His second post draws on a just-published New Yorker article by Jane Mayer, detailing the Obama administration’s unprecedented campaign to preserve official secrets and to prosecute leakers and whistleblowers. We’ve already seen the outlines of this campaign in the administration’s overheated response to Wikileaks and its harsh treatment of alleged Wiki-leaker Bradley Manning, but Mayer offers a typically thorough account of just how widespread the administration’s campaign is and I recommend you read it for yourself. The irony, of course is that candidate Obama used to be a loud advocate of greater transparency in government. But now that he’s president, not so much.
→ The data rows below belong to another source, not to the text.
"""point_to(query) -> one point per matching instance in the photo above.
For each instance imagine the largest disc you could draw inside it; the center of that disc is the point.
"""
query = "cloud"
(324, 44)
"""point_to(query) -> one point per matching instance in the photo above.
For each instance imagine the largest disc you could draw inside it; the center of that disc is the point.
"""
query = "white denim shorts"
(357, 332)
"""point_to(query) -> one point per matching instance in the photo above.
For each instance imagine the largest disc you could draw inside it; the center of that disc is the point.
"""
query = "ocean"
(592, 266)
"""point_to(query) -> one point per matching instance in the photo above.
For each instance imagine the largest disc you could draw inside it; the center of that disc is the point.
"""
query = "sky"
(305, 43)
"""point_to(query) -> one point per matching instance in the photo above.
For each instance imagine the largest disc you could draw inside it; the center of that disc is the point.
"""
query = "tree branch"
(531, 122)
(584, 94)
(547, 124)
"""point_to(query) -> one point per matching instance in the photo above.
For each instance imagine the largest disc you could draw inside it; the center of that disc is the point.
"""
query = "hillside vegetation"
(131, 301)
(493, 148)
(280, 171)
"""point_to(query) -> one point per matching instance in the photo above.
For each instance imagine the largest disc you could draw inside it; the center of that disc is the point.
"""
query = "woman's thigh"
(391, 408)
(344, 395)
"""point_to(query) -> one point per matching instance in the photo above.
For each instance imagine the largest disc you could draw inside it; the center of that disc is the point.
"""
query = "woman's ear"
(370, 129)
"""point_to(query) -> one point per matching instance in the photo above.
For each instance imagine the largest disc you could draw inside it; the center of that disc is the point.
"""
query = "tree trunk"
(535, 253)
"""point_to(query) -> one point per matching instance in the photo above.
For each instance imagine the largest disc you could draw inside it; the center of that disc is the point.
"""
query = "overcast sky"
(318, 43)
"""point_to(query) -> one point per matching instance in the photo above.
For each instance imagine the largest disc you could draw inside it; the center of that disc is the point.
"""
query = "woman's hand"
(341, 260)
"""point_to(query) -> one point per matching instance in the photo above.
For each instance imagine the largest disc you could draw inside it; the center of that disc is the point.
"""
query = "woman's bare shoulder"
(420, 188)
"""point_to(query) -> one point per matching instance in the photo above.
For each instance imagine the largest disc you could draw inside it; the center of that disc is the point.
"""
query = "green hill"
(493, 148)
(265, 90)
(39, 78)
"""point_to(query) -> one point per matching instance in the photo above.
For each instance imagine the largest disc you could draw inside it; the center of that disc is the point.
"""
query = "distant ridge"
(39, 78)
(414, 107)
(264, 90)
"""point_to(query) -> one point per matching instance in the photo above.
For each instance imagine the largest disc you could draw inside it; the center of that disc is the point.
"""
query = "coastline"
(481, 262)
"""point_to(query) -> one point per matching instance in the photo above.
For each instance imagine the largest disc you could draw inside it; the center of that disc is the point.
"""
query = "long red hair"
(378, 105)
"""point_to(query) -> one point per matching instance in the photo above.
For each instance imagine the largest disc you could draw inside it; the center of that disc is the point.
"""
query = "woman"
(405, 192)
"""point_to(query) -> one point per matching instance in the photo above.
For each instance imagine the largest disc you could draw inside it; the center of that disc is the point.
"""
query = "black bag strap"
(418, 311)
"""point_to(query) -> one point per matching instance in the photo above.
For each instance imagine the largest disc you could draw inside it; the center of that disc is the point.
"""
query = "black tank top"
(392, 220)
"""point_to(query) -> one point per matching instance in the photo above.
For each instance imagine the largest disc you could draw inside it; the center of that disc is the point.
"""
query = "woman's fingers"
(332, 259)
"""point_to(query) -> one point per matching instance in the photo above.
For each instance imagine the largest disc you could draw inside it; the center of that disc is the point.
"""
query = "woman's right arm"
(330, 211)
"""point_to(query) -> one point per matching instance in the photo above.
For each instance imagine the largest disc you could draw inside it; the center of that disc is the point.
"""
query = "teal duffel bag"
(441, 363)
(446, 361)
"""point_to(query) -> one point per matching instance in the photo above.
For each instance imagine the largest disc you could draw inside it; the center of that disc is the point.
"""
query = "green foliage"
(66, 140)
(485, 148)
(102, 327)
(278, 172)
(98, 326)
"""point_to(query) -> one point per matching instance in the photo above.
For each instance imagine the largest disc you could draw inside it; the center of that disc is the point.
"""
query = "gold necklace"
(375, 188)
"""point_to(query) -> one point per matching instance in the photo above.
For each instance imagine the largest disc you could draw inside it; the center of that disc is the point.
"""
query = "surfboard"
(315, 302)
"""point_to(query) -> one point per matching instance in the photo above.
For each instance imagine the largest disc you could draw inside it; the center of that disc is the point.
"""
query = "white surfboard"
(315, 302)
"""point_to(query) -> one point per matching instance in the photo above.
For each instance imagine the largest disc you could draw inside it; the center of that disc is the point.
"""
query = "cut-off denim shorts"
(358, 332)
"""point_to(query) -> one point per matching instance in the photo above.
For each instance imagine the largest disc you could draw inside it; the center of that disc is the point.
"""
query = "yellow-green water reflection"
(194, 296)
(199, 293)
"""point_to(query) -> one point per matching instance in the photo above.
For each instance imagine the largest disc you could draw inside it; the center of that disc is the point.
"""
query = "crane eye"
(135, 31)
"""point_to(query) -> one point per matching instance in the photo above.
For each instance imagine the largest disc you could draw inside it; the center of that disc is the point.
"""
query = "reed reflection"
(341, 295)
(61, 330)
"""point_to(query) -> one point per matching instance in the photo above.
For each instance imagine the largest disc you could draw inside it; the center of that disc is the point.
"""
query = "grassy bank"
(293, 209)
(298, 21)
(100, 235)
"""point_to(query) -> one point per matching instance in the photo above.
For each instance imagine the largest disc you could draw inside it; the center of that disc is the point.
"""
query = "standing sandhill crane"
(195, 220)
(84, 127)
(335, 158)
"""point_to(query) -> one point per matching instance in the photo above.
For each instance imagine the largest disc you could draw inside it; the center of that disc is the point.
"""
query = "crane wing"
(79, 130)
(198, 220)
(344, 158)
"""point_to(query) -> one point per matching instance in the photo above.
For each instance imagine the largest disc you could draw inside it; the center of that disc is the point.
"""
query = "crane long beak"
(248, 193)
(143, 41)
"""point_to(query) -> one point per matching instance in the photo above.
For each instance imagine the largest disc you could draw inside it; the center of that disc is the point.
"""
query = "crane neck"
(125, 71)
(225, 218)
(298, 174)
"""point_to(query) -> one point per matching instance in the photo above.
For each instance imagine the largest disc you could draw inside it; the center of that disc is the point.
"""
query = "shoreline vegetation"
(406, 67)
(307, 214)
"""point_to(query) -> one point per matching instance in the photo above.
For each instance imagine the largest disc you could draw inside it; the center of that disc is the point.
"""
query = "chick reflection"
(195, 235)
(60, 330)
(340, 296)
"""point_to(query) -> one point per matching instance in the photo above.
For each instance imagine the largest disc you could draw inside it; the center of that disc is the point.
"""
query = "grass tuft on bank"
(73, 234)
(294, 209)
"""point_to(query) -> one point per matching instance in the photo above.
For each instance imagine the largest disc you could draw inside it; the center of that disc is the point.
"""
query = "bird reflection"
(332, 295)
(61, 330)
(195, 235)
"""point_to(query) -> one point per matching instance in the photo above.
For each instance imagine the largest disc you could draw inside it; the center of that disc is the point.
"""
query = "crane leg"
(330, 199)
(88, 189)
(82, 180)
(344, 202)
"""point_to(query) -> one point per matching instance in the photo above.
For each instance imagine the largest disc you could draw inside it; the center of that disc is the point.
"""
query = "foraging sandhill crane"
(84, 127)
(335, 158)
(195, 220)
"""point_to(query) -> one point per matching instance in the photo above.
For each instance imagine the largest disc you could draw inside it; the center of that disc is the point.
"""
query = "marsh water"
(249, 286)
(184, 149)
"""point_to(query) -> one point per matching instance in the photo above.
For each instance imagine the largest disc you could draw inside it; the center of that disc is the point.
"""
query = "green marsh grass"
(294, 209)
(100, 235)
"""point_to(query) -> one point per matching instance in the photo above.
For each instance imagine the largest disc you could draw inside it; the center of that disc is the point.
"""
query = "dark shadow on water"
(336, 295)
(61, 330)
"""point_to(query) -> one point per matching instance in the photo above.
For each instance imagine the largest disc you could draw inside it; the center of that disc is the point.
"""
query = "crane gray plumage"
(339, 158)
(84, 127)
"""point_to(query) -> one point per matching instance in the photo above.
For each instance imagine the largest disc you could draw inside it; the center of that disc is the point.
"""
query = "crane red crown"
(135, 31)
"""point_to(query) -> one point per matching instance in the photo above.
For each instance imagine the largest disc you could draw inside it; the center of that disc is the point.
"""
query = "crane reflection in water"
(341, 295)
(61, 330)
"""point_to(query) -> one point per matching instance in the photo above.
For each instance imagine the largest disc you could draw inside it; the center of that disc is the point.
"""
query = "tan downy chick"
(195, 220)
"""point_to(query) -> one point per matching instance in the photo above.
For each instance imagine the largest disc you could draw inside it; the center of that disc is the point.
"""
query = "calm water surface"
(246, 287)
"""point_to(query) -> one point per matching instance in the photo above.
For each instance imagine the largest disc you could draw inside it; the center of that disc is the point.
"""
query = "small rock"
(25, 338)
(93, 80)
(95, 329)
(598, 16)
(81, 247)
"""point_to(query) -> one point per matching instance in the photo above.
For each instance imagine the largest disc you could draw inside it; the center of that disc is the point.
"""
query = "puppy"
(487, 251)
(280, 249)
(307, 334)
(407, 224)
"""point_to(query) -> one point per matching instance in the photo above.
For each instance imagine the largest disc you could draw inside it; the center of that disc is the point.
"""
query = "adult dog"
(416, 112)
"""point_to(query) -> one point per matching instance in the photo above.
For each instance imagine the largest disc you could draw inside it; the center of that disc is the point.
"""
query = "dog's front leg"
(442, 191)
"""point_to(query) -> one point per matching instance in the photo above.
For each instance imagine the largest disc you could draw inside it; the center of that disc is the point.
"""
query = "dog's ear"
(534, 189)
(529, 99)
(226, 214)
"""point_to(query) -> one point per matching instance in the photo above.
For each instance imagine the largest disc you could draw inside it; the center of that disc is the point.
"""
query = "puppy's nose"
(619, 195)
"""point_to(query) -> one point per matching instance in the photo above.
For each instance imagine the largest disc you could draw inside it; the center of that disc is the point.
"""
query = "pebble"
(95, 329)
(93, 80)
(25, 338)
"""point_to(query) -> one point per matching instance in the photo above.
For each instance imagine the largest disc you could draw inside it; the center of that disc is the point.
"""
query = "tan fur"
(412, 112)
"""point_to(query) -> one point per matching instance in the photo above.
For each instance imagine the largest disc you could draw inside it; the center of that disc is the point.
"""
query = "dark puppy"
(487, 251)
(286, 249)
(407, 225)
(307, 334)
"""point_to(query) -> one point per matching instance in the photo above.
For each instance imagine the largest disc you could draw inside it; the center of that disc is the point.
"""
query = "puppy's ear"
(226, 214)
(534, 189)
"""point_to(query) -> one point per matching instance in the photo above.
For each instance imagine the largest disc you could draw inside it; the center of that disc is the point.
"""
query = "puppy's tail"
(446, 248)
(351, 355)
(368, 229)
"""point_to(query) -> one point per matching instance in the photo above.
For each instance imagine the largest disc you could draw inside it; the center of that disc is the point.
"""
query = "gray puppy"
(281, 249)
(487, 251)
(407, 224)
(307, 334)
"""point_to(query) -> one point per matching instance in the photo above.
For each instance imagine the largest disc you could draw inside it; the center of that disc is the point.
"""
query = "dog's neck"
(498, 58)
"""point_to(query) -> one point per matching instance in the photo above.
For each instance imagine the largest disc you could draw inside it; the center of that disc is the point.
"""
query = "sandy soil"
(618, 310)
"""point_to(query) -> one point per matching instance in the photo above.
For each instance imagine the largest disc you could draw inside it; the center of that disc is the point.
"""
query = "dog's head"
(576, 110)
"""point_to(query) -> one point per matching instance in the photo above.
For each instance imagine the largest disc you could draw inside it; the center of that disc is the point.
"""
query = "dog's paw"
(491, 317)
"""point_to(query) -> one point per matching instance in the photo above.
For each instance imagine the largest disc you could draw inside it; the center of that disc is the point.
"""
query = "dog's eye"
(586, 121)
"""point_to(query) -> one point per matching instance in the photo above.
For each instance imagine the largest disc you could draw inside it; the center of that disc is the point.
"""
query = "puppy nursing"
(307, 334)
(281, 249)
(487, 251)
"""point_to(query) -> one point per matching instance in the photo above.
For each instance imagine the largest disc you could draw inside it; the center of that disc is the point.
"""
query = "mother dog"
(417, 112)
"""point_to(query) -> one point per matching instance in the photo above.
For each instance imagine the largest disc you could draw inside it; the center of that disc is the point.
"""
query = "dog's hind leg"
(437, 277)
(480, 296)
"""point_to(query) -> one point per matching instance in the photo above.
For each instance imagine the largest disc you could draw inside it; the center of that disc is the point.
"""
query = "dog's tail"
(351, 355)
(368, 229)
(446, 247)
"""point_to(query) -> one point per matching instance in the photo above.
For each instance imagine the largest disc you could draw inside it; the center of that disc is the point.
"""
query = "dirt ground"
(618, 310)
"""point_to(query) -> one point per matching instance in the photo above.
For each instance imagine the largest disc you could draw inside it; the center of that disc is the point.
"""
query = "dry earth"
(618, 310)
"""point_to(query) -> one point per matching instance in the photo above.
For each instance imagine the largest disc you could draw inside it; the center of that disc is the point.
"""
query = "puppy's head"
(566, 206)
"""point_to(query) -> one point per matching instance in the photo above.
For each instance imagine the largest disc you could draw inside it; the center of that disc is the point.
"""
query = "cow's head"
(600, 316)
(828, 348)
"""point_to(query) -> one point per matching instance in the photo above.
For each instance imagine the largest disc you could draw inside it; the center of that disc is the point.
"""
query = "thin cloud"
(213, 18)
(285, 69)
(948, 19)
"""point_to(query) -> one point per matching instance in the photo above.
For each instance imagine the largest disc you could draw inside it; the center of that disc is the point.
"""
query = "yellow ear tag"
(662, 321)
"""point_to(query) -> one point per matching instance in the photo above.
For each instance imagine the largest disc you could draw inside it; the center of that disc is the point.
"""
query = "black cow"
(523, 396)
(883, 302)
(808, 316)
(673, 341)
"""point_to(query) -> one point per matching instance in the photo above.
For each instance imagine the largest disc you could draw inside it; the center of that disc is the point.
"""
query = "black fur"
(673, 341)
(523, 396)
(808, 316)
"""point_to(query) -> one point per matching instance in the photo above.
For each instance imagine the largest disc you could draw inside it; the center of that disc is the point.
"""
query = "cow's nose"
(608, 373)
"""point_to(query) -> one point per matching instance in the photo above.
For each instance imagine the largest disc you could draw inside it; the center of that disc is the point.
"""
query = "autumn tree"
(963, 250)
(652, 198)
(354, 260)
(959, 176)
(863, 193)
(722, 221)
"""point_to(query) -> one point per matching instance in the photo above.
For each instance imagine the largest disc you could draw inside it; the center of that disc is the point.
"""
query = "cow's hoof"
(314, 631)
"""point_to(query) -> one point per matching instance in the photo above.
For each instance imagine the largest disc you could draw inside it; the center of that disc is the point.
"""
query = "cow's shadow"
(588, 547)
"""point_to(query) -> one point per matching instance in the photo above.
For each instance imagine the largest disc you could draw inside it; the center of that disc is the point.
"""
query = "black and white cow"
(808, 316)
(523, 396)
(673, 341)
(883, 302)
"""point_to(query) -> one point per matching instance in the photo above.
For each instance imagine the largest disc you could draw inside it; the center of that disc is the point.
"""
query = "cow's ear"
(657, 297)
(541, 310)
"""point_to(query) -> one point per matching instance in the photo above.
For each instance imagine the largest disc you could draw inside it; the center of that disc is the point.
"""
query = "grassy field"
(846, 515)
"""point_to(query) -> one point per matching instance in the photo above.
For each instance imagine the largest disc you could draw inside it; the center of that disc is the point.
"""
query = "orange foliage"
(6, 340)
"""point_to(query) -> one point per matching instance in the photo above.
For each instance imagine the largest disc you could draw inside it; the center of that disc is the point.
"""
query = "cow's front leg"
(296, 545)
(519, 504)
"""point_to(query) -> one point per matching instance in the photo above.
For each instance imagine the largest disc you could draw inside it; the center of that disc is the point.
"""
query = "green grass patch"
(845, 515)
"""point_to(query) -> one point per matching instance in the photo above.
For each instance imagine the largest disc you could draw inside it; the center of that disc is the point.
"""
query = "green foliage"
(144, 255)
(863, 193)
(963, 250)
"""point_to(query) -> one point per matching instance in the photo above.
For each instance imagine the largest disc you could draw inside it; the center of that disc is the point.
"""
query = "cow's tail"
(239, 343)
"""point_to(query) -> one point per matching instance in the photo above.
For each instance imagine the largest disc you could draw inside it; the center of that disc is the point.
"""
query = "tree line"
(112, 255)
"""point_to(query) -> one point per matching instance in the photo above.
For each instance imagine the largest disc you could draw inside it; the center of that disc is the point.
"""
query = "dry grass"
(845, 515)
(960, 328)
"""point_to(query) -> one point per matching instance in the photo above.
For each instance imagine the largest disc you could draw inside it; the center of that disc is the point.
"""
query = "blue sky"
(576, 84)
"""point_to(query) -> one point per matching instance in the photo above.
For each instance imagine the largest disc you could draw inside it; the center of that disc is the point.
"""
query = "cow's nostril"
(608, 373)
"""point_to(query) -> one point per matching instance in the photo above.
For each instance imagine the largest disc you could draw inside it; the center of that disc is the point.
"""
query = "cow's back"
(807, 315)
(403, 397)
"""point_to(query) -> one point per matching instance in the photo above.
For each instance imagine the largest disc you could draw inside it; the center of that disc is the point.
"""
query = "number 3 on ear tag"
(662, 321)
The point I want to highlight, however, is that these two phenemona are tightly linked. America’s global military presence, and its penchant for intervening in other countries for various reasons, inevitably generates a hostile backlash in lots of places. We tend to see our actions as wholly benevolent, in part because we take our leaders’ rhetoric at face value and assume that if our stated purpose is noble, then the people whose countries we are meddling in will see it that way too. But no matter how noble our aims may be, military intervention and occupation inevitably creates winners and losers, and some of the losers aren’t very happy about it. And because force is a crude instrument, even well-intentioned actions often have unfortunate unintended consequences (like civilian deaths). And so some people plant IEDs, or organize suicide attacks on our troops or our clients, and the most extreme of them even fly airplanes into buildings.